Patrick was born in roughly 389 AD to upper-middle-class parents in the British part of the Roman Empire. This was only a few years after Emperor Theodosius made Christianity the official religion of the Empire and Christendom was established. Patrick’s father was a Christian deacon and a member of the city council, both highly respected roles. His grandfather was a priest, so it would be fitting to characterize his family as a pious one with high social standing. Despite this, Patrick described his own Christian upbringing as nominal at best.

A drastic change to this life of privilege happened when Patrick was 16. A band of Irish warriors raided his town, and he was taken away to Ireland, outside of the Empire, in captivity. He worked as a slave herding pigs for six years. Finally, apart from his complacent life where he tacitly accepted nominal Christianity, Patrick was forced to consider the ramifications of his faith. In his own words, “the Lord opened the sense of my unbelief.” He began to pray daily and call out to God to sustain and deliver him. His interaction with the religious beliefs of the Irish also strengthened his faith. Their belief in multiple gods and spirits that roamed throughout the land needing to be appeased aroused a deep sense of peace from the security he had in Christ.
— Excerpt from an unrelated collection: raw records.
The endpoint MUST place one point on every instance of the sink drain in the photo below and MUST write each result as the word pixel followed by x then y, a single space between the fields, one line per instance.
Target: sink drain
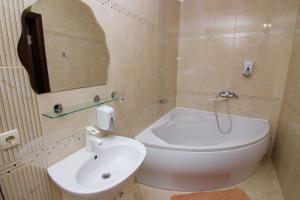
pixel 106 175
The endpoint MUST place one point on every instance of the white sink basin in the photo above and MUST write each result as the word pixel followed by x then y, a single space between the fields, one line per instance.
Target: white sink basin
pixel 101 172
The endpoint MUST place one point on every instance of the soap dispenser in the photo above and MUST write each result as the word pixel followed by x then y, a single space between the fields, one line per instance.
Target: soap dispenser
pixel 105 118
After spending six years in Ireland, he received a vision that encouraged him to escape. While sleeping, he heard a voice tell him to rise and find a ship to take him home. He awoke, ran down to a nearby port, and found a ship that took him away from Ireland. He went to Gaul (modern day France) and spent some time learning and living at a monastery in Lerins. Although he felt called to live a life with common men, during this time he developed a strong appreciation for the monastic rule of life. When he left the monastery he returned to Britain to be reunited with his relatives. Later, at the age of 48, he received his version of the ‘Macedonian call’ (Acts 16:6-10). In a dream an angel brought him letters from his former captors in Ireland, and he heard their voices cry out “we appeal to you, holy servant boy, to come and walk among us.” After consulting with the bishops of the British Church, he was ordained a bishop and sent out to Ireland in a missionary band.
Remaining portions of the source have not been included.